Facebook CEO Mark Zuckerberg said in an interview with Vox published on Monday that users in Mynamar used the website’s Messenger to incite violence and spread hate speech that led to reported “ethnic cleansing” of Rohingya Muslims.
“I remember, one Saturday morning, I got a phone call and we detected that people were trying to spread sensational messages through – it was Facebook Messenger in this case – to each side of the conflict, basically telling the Muslims, ‘Hey, there’s about to be an uprising of the Buddhists, so make sure that you are armed and go to this place.’ And then the same thing on the other side,” Zuckerberg told Vox’s Ezra Klein.
“So that’s the kind of thing where I think it is clear that people were trying to use our tools in order to incite real harm,” Zuckerberg said. “Now, in that case, our systems detect that that’s going on. We stop those messages from going through. But this is certainly something that we’re paying a lot of attention to.”
It’s unclear if Zuckerberg is saying that one group was pushing both the Buddhists and the Muslims towards violence, or if each side was engaging the other.
Since August 2017, Myanmar security forces have reportedly burned hundreds of Rohingya Muslim villages in the Rakhine state of the Buddhist-dominated country, raped and killed the residents, and sent about 700,000 fleeing to Bangladesh.

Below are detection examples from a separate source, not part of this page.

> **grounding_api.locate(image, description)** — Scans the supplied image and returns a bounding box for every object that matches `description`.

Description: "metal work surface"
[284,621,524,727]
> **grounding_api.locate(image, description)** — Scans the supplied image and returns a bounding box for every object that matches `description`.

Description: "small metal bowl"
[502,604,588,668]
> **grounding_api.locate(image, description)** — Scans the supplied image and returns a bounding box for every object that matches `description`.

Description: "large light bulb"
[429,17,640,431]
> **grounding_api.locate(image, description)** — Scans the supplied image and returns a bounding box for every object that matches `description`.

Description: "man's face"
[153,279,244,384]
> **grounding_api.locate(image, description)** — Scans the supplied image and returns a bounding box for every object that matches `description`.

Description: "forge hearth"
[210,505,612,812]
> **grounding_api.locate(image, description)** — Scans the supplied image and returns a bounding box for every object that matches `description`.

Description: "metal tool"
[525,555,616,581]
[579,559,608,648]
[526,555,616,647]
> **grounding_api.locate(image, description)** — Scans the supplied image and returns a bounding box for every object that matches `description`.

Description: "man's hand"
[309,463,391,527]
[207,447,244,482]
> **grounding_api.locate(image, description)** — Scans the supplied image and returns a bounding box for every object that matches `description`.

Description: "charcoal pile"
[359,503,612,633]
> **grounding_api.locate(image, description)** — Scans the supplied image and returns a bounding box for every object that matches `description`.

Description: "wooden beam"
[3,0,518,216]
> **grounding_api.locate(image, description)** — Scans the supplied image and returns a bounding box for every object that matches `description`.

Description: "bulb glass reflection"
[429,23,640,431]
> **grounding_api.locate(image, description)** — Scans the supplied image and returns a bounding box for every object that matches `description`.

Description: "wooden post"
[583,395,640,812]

Facebook’s role in the ethnic cleansing of the Rohingya has been publicly known since at least March when UN investigators told the UN Human Rights Council how the social media network was being used as a vehicle to spread hate speech.
- Thomson Reuters
“Everything is done through Facebook in Myanmar,” UN Myanmar investigator Yanghee Lee said, adding that “the ultra-nationalist Buddhists have their own Facebooks and are really inciting a lot of violence and a lot of hatred against the Rohingya or other ethnic minorities … I’m afraid that Facebook has now turned into a beast, and not what it originally intended.”
Other Facebook executives have recently addressed the company’s role in the Myanmar crisis.
Adam Mosseri, Facebook’s vice president of product management, said in March that real-world violence could be one of the “most concerning and severe negative consequences of any platform.”
“Connecting the world isn’t always going to be a good thing,” Mosseri said on Slate’s technology podcast, If Then. “We’re trying to take the issue seriously, but we lose some sleep over this.”
Mosseri’s comments came in response to a question about UN investigators saying Facebook played a role in spreading hate speech in Myanmar.
“Is Facebook too big to manage its global scale in some of these other countries, the ones we don’t always talk about in this conversation, effectively?” Klein asked Zuckerberg during the Vox interview.
“So one of the things I think we need to get better at as we grow is becoming a more global company,” Zuckerberg responded. “We have offices all over the world, so we’re already quite global. But our headquarters is here in California and the vast majority of our community is not even in the US, and it’s a constant challenge to make sure that we’re putting due attention on all of the people in different parts of the community around the world.”